Analyzing an image generation failure modes from the dall-e family of models isn't really helpful in understanding if the invoking LLM has a robust world model or not.
The point of me sharing the video was to use the full glass of wine as an example for how generative AI models doing inference lack a true world model. The example was just as relevant now as it was then, and it applies to inference being done by LMs and SD models in the same way. Nothing has fundamentally changed in how these models work. Getting better at edge cases doesn't give them a world model.
That's the point though. Look at any end-to-end image model. Currently I think nano banana (Gemini 2.5 Flash) is probably the best in prod. (Looks like ChatGPT has regressed the image pipeline right now with GPT-5, but not sure)
SD models have a much higher propensity to fixate on proximal in distribution solutions because of the way they de-noise.
For example.. you can ask nano banana for a "Completely full wine glass in zero g" which I'm pretty sure is way more out of distribution, the model does a reasonable job at approximating what they might look like.
That's a fairly bad example. They don't have any trouble taking unrelated things and sticking them together. A world model isn't required for you to take two unrelated things and stick them together. If I ask it to put a frog on the moon, it can know what frogs look like and what the the moon looks like, and put the frog on the moon.
But what it won't be able to do, which does require a world model, is put a frog on the moon, and be able to imagine what that frog's body would look like on the moon in the vacuum of space as it dies a horrible death.
Your example is a good one. The frog won't work because ethically the model won't want to show a dead frog very easily, BUT if you ask nano-banana for:
"Create an image of what a watermelon would look like after being teleported to the surface of the moon for 30 seconds."

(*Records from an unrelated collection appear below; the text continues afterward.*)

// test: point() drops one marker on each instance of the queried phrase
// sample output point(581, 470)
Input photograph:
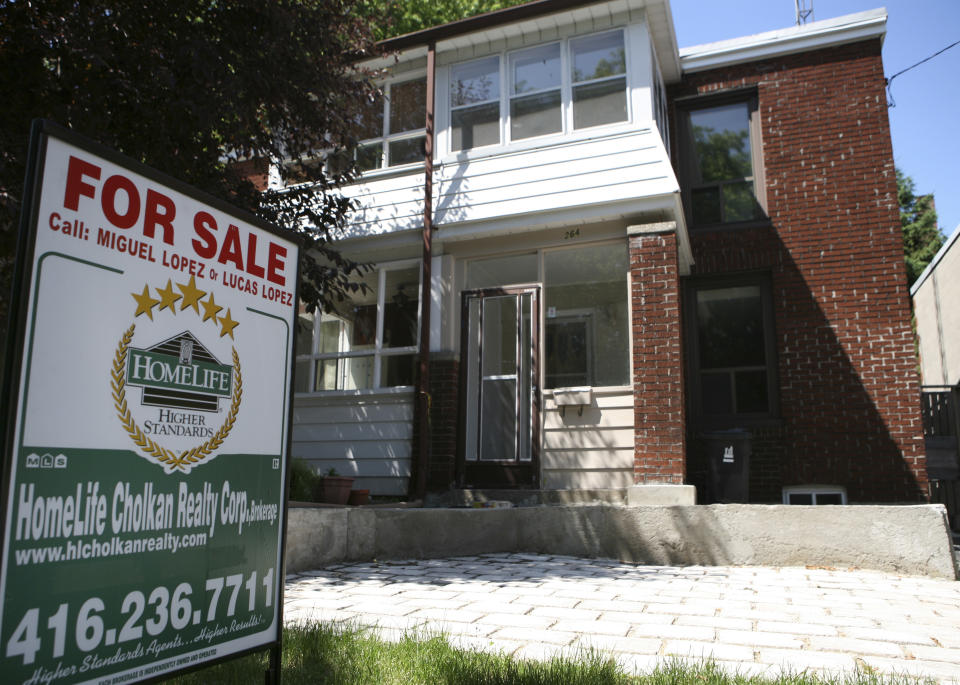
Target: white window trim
point(378, 352)
point(541, 270)
point(387, 136)
point(566, 97)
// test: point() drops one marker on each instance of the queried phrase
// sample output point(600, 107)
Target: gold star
point(168, 298)
point(210, 309)
point(191, 295)
point(227, 324)
point(145, 303)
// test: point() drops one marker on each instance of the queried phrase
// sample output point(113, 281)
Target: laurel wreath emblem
point(171, 460)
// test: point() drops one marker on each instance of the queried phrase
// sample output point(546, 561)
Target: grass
point(337, 655)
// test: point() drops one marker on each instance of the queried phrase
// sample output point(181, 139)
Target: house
point(630, 247)
point(938, 341)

> "We don't fully understand how a bird works, and thus: "wind tunnel" is useless, Wright brothers are utter fools, what their crude mechanical contraptions are doing isn't actually flight, and heavier than air flight is obviously unattainable."

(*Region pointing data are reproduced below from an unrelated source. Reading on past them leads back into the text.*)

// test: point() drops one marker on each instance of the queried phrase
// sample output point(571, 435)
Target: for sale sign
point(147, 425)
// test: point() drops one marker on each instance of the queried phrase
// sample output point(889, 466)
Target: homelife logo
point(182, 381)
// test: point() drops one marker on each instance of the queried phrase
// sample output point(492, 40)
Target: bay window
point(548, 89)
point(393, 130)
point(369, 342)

Completely false equivalency. We did in fact back then completely understand "how a bird works", how the physics of flight work. The problem getting man-made flying vehicles off the ground was mostly about not having good enough materials to build one (plus some economics-related issues).
Whereas in case of AI, we are very far from even slightly understanding how our brains work, how the actual thinking happens.

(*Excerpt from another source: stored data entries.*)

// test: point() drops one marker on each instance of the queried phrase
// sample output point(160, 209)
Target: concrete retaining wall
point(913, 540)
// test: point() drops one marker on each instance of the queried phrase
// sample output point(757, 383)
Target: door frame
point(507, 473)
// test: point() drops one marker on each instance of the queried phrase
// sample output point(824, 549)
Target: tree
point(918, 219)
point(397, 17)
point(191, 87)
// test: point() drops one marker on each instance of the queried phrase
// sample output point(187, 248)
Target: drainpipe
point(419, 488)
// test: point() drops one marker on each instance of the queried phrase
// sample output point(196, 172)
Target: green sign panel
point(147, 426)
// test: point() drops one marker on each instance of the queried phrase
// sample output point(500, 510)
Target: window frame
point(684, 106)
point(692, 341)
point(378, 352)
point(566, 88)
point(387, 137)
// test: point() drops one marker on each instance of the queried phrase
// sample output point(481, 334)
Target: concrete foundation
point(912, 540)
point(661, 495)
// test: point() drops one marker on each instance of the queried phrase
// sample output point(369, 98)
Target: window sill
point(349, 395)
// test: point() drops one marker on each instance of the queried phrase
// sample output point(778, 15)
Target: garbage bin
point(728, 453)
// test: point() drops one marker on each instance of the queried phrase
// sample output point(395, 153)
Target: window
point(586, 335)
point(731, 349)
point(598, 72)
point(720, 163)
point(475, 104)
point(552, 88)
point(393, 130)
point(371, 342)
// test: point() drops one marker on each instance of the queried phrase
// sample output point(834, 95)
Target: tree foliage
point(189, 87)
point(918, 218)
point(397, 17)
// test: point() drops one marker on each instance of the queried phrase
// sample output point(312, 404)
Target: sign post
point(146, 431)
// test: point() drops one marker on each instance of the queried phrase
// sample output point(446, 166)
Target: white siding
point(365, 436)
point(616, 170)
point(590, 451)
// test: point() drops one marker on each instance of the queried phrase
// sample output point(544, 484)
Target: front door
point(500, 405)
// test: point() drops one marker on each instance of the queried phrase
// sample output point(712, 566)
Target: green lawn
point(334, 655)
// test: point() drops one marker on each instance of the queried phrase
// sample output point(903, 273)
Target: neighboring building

One of the Wright brothers achievements was to realize the published tables of flight physics was wrong and to carefully redo it with their own wind tunnel until they had a correct model from which to design a flying vehicle
https://humansofdata.atlan.com/2019/07/historical-humans-of-...
"Anthropocentric cope >:(" is one of the funniest things I've read this week, so genuinely thank you for that.
"LLMs think like people do" is the equivalent of flat earth theory or UFO bros.
Flerfers run on ignorance, misunderstanding and oppositional defiant disorder. You can easily prove the earth is round in quite a lot of ways (the Greeks did it) but the flerfers either don't know them or refuse to apply them.
There are quite a lot of reasons to believe brains work differently than LLMs (and ways to prove it) you just don't know them or refuse to believe them.
It's neat tech, and I use them. They're just wayyyyyyyy overhyped and we don't need to anthropomorphize them lol
I see no reason to think that humans are anything more than "a pile of statistics that can mimic human speech patterns if you don't tax them too hard". Humans can get offended when you point it out though. It's too dismissive of their unique human gift of intelligence that a chatbot clearly doesn't have.